9139 – [XPath 2.1] Dynamic function calls and context

This is an archived snapshot of W3C's public bugzilla bug tracker, decommissioned in April 2019. Please see the home page for more details.

Bug 9139 - [XPath 2.1] Dynamic function calls and context

Summary: [XPath 2.1] Dynamic function calls and context

Status:	CLOSED FIXED

Alias:	None

Product:	XPath / XQuery / XSLT
Classification:	Unclassified
Component:	XPath 3.0 (show other bugs)
Version:	Working drafts
Hardware:	PC Windows NT

Importance:	P2 normal
Target Milestone:	---
Assignee:	John Snelson
QA Contact:	Mailing list for public feedback on specs from XSL and XML Query WGs

URL:
Whiteboard:
Keywords:

Depends on:
Blocks:

Reported:	2010-02-24 17:38 UTC by Michael Kay
Modified:	2010-09-14 16:08 UTC (History)
CC List:	4 users (show)

See Also:

Attachments

Description Michael Kay 2010-02-24 17:38:58 UTC

The rules for dynamic function calls should make it clear that no context information is passed from the caller's context to the callee's context other than that explicitly mentioned (the variables in the closure). This has the consequence that a dynamic call to a contextual core function like position() is not useful (in fact, it will always fail).

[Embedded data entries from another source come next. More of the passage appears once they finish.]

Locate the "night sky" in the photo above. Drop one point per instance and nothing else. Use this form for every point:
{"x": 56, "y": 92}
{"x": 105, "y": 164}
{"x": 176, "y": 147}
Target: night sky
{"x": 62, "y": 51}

The only place where we say that the focus is cleared on a function call is in 3.1.5 Function Calls, rule 4:

"During evaluation of a function body, the focus (context item, context position, and context size) is undefined, except where it is defined by some expression inside the function body."

but this rule (appearing where it does) only applies to explicit calls on "user-declared functions": it does not apply to dynamic calls on user-declared functions, or to dynamic calls on inline functions, or to dynamic calls on built-in functions such as position(). It should apply to all these cases.

Comment 1 John Snelson 2010-02-24 18:01:37 UTC

(In reply to comment #0)
> The rules for dynamic function calls should make it clear that no context
> information is passed from the caller's context to the callee's context other
> than that explicitly mentioned (the variables in the closure). This has the
> consequence that a dynamic call to a contextual core function like position()
> is not useful (in fact, it will always fail).

I'm not sure that this is a direction that the WG has decided on, although I agree that it's probably the right thing to do.

> The only place where we say that the focus is cleared on a function call is in
> 3.1.5 Function Calls, rule 4:
> 
> "During evaluation of a function body, the focus (context item, context
> position, and context size) is undefined, except where it is defined by some
> expression inside the function body."
> 
> but this rule (appearing where it does) only applies to explicit calls on
> "user-declared functions": it does not apply to dynamic calls on user-declared
> functions, or to dynamic calls on inline functions, or to dynamic calls on
> built-in functions such as position(). It should apply to all these cases.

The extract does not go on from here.